Q. Find the language accepted by the machine given below :


  • transition table


  • This machine will accept the language of all words with a double a in them somewhere.


  • We stay in the start state until we read our first a. This moves us to the middle state.


  • If the very next letter is another a, we move to the + state where we must stay and be accepted.


  • If the next letter is a b, however, we go back to - to wait for the next a.


  • An a followed by a b will take us from - to middle to -, while an a followed by an a will take us from - to middle to +.


  • The language accepted by this machine can also be defined by the regular expression


  • (a + b)*aa(a + b)*



Q. Find the language accepted by the machine given below :


  • transition table


  • The above FA accepts all words that have different first and last letters.


  • If the word begins with an a, to be accepted it must end with a b and vice versa.


  • If we start with an a, we take the high road and jump back and forth between the two top states ending on the right (at + ) only if the last letter read is a b.


  • If the first letter read is a b, we get to the + on the bottom only when we read a as the last letter.



Q. Find the language accepted by the machine given below :


  • transition table


  • This can be better understood by examining the path through the FA of the input string aabbaabb, as shown above.



Q. Find the language accepted by the machine given below :


  • transition table


  • To process a string of letters, we start at state 1, which is in the upper left of the picture.


  • Every time we encounter a letter a in the input string we take an a train. There are four edges labeled a.


  • All the edges marked a go either from one of the upper two states (state 1 and state 2) to one of the lower two states (state 3 and state 4) or else from one of the lower two states to one of the upper two states.


  • If we are north and we read an a, we go south. If we are south and we read an a, we go north. The letter a reverses our up/down status.

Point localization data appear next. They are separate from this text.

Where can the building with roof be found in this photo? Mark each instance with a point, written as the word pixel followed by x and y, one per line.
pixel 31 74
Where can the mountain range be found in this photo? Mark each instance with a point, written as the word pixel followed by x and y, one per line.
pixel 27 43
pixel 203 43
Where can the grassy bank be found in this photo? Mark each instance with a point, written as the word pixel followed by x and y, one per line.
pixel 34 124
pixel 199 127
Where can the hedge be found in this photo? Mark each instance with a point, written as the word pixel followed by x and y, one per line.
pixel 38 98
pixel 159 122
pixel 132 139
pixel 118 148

  • What happens to a word that gets accepted and ends up back in state 1? Without knowing anything else about the string, we can say that it must have had an even number of a's in it.

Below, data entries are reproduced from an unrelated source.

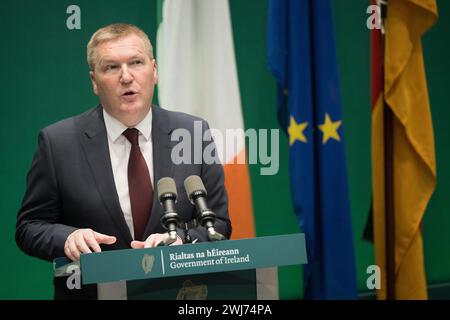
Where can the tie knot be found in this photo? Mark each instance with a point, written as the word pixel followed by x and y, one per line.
pixel 132 134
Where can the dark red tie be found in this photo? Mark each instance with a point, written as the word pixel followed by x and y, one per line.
pixel 139 185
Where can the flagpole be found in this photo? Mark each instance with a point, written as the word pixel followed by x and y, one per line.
pixel 388 172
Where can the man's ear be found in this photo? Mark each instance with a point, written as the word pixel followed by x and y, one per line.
pixel 94 83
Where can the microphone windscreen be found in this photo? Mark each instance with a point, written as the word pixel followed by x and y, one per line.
pixel 194 184
pixel 166 185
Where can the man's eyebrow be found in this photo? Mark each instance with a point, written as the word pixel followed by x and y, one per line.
pixel 110 60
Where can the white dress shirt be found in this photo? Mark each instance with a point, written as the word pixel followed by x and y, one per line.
pixel 119 151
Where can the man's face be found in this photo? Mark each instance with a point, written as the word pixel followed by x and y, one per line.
pixel 124 78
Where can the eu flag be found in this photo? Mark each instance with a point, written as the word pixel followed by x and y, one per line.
pixel 302 57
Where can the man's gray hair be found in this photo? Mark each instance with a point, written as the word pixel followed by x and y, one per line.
pixel 114 32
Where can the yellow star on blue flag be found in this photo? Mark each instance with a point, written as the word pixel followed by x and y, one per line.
pixel 329 129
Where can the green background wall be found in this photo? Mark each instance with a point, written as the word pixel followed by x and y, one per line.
pixel 44 78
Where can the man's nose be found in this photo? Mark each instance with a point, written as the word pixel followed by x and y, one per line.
pixel 126 76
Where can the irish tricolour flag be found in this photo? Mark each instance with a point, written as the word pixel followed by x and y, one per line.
pixel 197 75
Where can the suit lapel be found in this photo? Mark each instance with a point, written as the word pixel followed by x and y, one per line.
pixel 162 163
pixel 95 145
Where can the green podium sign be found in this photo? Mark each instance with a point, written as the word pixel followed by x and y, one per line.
pixel 192 270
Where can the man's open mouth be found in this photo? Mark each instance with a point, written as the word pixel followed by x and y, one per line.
pixel 129 93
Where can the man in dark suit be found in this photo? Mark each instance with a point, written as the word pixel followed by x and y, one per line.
pixel 92 182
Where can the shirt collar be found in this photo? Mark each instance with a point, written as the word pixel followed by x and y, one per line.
pixel 115 128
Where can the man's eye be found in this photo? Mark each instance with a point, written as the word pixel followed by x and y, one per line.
pixel 110 67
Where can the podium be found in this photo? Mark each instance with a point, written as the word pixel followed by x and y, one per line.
pixel 229 269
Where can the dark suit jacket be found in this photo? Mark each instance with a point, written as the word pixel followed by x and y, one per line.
pixel 71 185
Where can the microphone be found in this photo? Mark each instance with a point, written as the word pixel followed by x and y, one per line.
pixel 167 195
pixel 196 193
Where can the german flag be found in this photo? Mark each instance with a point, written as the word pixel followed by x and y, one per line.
pixel 402 87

  • Every a that took us south was balanced by some a that took us back north. We crossed the line an even number of times, one for each a.


  • So every word in the language of this FA has an even number of a's in it. Also, we can say that every input string with an even number of a's will finish its path in the north (state 1 or state 2).


  • There is more that we can say about the words that are accepted by this machine. There are four edges labeled b.


  • Every edge labeled b either takes us from one of the two states on the left of the picture (state 1 and state 3) to one of the two states on the right (state 2 and state 4) or else it takes us from one of the two states on the right to one of the two states on the left.


  • Every b we encounter in the input is an east/west reverser. If the word starts out in state 1, which is on the left, and ends up back in state 1 (on the left), it must have crossed the Mississippi an even number of times.


  • Therefore, all the words in the language accepted by this FA have an even number of b's as well as an even number of a's.


  • We can also say that every input string with an even number of b's will leave us in the west (state 1 or state 3). These are the only two conditions on the language.


  • All words with an even number of a's and an even number of b's must return to state 1. All words that return to state I are in EVEN-EVEN. All words that end in state 2 have crossed the line an even number of times but have crossed the Mississippi an odd number of times; therefore they have an even number of a's and an odd number of b's.


  • All the words that end in state 3 have an even number of b's but an odd number of a's. All words that end in state 4 have an odd number of a's and an odd number of b's.


  • So again we see that all the EVEN-EVEN words must end in state I and be accepted. One regular expression for the language EVEN-EVEN was discussed in detail in the previous chapter.


  • Notice how much 'easier it is to understand the FA than the regular expression. Both methods of defining languages have advantages, depending on the desired application.